Kontroverse um Neubau im Thälmannviertel

Bildquelle: Werbeagentur Frank Bode | www.werbe-bo.de

Stadtspitze stellt sich hinter das Projekt – sozialer Wohnungsbau dringend gebraucht

Die Debatte um einen Neubau, den die Städtische Wohnungsgesellschaft (SWG) im Thälmannviertel errichten will, dauert an. Geplant ist ein Wohnkomplex mit 66 barrierefreien, altersgerechten und bezahlbaren Wohnungen, die im Viertel dringend benötigt werden. 19 dieser Wohnungen sollen als Wohngruppen angelegt werden. Auf dem Gelände an der Wilhelm-Pieck-Straße befindet sich aktuell ein Spielplatz. Dieser wird in südliche Richtung gegenüber der Wartburgschule verlegt und zum Mehrgenerationen-Spielplatz ausgebaut. Doch einige Anwohner laufen Sturm. Sie befürchten Beeinträchtigungen ihres gewohnten Wohnumfelds.

Wir werten das Viertel nachhaltig auf. Im Abwägungsprozess muss die Stadt zugunsten aller Bürgerinnen und Bürger entscheiden, macht Ingo Wachtmeister, der für Stadtentwicklung zuständige Dezernent, klar.

Wie groß der Bedarf an barrierefreiem Wohnraum gerade in diesem Wohngebiet ist, zeigt die Statistik. Im Planungsraum 4 (Auswertungsgebiet Thälmannstraße) leben insgesamt 4355 Menschen. Fast ein Drittel davon sind Senior*innen: 1407 über 65-Jährigen stehen nur 610 junge Menschen (unter 21 Jahre) gegenüber (Stand Dezember 2020).

Diese Entwicklung zeigt sich nicht nur im Nordwesten der Stadt. Um auf den demografischen Wandel zu reagieren, beschloss der Stadtrat bereits im Dezember 2019 ein Integriertes Stadtentwicklungskonzept (ISEK). Die wichtigsten Ziele: Stabilisierung der demografischen Entwicklung, Qualifizierung des öffentlichen Raums, Verbesserung der Angebote für Senioren und Familien sowie der Erhalt von preiswertem Wohnraum. Für das Thälmannviertel heißt das konkret: Bezahlbaren, barrierefreien Wohnraum schaffen, damit die Älteren in ihrer gewohnten Umgebung bleiben können. Bestandswohnungen werden zugleich modernisiert, um junge Mieter und Familien anzuziehen.
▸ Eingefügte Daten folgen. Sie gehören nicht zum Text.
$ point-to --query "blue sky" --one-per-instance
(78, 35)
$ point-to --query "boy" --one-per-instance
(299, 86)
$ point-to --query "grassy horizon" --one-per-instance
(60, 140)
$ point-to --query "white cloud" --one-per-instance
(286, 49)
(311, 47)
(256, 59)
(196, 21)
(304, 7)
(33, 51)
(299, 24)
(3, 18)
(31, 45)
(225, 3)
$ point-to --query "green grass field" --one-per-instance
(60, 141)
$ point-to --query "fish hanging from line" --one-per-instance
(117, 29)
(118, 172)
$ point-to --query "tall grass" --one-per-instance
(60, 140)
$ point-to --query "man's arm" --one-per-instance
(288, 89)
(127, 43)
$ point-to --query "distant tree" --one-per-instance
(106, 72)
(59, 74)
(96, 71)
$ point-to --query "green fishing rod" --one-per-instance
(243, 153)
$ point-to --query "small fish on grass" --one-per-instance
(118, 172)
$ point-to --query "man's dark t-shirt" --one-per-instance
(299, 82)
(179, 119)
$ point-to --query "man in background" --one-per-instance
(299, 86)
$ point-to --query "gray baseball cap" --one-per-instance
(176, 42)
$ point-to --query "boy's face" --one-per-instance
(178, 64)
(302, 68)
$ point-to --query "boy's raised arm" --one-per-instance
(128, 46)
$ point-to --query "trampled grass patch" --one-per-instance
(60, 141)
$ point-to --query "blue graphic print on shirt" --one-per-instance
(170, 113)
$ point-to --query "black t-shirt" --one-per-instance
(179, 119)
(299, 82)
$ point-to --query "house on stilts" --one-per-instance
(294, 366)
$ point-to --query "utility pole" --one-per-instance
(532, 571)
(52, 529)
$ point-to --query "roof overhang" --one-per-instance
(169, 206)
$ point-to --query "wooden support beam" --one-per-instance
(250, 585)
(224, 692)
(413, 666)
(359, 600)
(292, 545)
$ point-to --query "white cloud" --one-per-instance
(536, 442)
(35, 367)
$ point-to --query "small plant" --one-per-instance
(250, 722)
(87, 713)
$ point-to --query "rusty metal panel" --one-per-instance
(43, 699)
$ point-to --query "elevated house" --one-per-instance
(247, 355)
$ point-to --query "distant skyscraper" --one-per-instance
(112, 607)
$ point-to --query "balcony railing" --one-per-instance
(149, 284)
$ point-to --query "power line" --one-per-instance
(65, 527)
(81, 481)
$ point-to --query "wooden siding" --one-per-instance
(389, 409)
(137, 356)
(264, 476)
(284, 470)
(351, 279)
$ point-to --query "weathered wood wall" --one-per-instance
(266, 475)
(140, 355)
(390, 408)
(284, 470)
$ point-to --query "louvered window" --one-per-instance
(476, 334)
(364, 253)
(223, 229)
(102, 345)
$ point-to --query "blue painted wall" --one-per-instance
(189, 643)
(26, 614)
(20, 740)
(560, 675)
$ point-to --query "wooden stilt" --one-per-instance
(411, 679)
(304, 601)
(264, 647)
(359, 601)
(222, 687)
Wohnungsmarktprognose geht von sehr hoher Nachfrage nach altersgerechten Wohnungen aus
Zusätzlich schätzte eine Wohnungsmarktprognose aus dem Jahr 2018 den Bedarf an neuem Wohnraum in Eisenach bis 2035 auf etwa 840 Wohnungen. Rund 240 davon müssten barrierefrei zugänglich und zugleich bezahlbar sein, heißt es in der Untersuchung des Instituts für Stadtforschung und Strukturpolitik in Kooperation mit dem Büro TIMOUROU Wohn- und Stadtraumkonzepte. Weil überall in Deutschland bezahlbarer Wohnraum knapp wird, legte der Freistaat Thüringen, unterstützt durch Bundesmittel, zudem großzügige Förderprogramme für sozialen Wohnungsbau auf. Die Städtische Wohnungsgesellschaft (SWG) reagierte und stieß verschiedene Projekte an – in der Katharinenstraße, der Georgenstraße und Fischerstadt, der Kapellenstraße, der Stedtfelder Straße und im Thälmannviertel.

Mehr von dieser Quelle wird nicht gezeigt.